Teachers are packrats; not amateurs, but true, professional packrats. There isn’t a piece of junk, or a can or a container and especially anything used to package or transport eggs that they can throw away without having a “to-do” about possible uses. So, in August, without trepidation, they arrive with their truckloads of things, and the move-in begins. In addition to all of their accumulated materials, they move in idea books, games that help teach, favorite items from years past and wheelbarrows full of who knows what. The closets are never large enough and there are never enough shelves. It is a storage nightmare – the more space we have, the more stuff we collect. Teachers have been reduced to filling the trunks of their cars with treasures and their garages with better treasures. One teacher was caught going through the dumpster after another teacher actually cleared some things out. We don’t throw things away in front of her any more; in fact we don’t even talk about cleaning in front of her. In fairness, I must admit, she did build a working radio using wire she found that day. Another teacher showed up with a car full of “trash”. It seems that she was driving through a subdivision, noticed a chair at the end of someone’s driveway and stopped to see what else they were throwing away. Lo and behold, she found a record player, an old French Horn and several canisters. I thought it was odd because we don’t have vinyl records at school anymore and the canisters were a little on the battered side, but I didn’t say a word. Sometimes only the trash collecting teacher can see the uses for other people’s discarded goods.
Once I went to a teacher friend’s house; and her dining room table was stacked with assorted piles. I’m not always as tactful as I should be, so I asked, “What is going on in the dining room?” She was actually puzzled by the question. “It’s school stuff.”
“Yes,” she replied “I ran out of space in the classroom and I didn’t know what else to do with the stuff. Anyway. . . .,” she continued, “Who uses formal dining rooms anymore?”
That was a question I couldn’t answer. I certainly don’t use mine. So, I said, “I just like to keep my special things in the dining room because it’s the place that stays just the way I want and no one ever disturbs it.
The twinkle in her eye spoke volumes and she answered, “Precisely! These teacher magazines, papers, ideas, boxes, and cartons of stuff are exactly what is precious to me and I leave it in the dining room because no one disturbs it.”
I asked her what happened to keeping things in the trunk of the car.
Her reply? “It’s full.”
“What about the garage?” I asked.
“My husband thinks his car belongs in there, but I share the other half with the lawn mower and weed eater.”

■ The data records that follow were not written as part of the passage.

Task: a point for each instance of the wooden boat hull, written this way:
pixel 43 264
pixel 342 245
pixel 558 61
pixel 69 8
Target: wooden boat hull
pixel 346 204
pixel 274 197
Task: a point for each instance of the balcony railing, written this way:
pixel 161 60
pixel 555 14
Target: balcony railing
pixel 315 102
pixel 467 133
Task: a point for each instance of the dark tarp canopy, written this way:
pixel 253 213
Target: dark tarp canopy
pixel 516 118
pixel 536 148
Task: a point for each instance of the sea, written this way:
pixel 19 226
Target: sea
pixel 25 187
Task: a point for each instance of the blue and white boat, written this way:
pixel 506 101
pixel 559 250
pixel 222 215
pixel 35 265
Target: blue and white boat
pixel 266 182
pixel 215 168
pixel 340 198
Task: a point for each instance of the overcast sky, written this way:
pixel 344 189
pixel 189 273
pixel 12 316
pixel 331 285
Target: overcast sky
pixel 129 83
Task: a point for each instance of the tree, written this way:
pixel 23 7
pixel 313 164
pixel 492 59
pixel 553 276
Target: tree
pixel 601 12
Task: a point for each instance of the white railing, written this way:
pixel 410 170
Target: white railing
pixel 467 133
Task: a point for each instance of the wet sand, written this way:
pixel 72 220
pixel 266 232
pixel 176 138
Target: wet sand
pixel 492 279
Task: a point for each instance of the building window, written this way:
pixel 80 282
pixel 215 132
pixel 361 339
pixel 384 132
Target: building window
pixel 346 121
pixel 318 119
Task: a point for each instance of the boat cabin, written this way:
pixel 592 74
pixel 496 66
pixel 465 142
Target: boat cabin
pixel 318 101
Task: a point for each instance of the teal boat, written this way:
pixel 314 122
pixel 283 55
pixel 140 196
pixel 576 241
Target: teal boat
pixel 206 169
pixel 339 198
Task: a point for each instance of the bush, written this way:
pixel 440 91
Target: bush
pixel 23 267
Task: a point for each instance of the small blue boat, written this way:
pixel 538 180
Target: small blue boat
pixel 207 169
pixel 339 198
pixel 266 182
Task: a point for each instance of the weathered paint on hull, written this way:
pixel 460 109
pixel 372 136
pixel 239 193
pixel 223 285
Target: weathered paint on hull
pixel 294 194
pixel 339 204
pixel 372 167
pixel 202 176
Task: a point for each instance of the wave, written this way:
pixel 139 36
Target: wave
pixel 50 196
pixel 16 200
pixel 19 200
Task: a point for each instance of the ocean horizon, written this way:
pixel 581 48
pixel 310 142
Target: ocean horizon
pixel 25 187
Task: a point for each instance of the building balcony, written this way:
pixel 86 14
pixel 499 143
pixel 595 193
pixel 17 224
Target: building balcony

“Do you think that maybe you should rent a storage area?”
“Done,” she answered quickly.
Frankly, I didn’t want to hear anymore.
I know the old saying about one person’s trash is another person’s treasure. Teachers certainly have a knack for seeing treasures when others can not.
Finding the treasure is a good thing. After all, if a set of battered canisters looks good, imagine how adorable a naughty child must be or how cute a child who needs special attention must look. It’s the way teachers are – finding the nuggets of treasure in everything and everyone.
For example, the first thing Byron’s teacher said, in a loud whisper, when she brought him into the office was, “Isn’t he the cutest thing?” Well, Byron was her second grade treasure and he couldn’t figure out why everyone was so distraught about the peanut butter and jelly sandwich IN the plastic sandwich bag being flushed down the toilet. His teacher knew it was a naughty thing, but she couldn’t talk to him without laughing. I was the one who had to put on a serious face and explain that flushing anything except bodily waste was unacceptable. It didn’t help when he reminded me that the sandwich was just several swallows and a couple of hours away from being appropriate for flushing. As he spoke, I realized that this little “nugget” was stealing my heart, just as he had stolen his teacher’s.
Some teachers find goodness in strange animals, too. We have many wonderful classroom pets that everyone finds warm, fuzzy and lovable. And then there’s the science lab with its tarantula, odd frogs, lizards, geckos, meal worms and a host of other unusual “pets”. They have, for the most part, been donated to the school by mothers who changed their minds about having them in the house. These second-hand critters are my friend, Lollie’s, treasures. She can make a single new habitat teach a multitude of lessons.
What, you may ask, are my treasures? That’s easy. I watch teachers take each diamond in the rough, each part of something or someone and work their magic. I am the observer as each egg carton becomes an art project and other unusual items become teaching tools. I have a front row seat as each child is transformed into a lifelong learner. I even learned to treasure that crazy, battered French horn when a child turned it into a planter. Who’d have guessed that the radio made from dumpster wire would be the beginning of an entire ham radio club? And when that dining room table, full of stuff, is harvested and modified, it is sure to reap treasures untold. As for Byron – he’s one of my most beloved treasures.
With twenty-five teachers and two hundred children, I guess you could say I have a gold mine.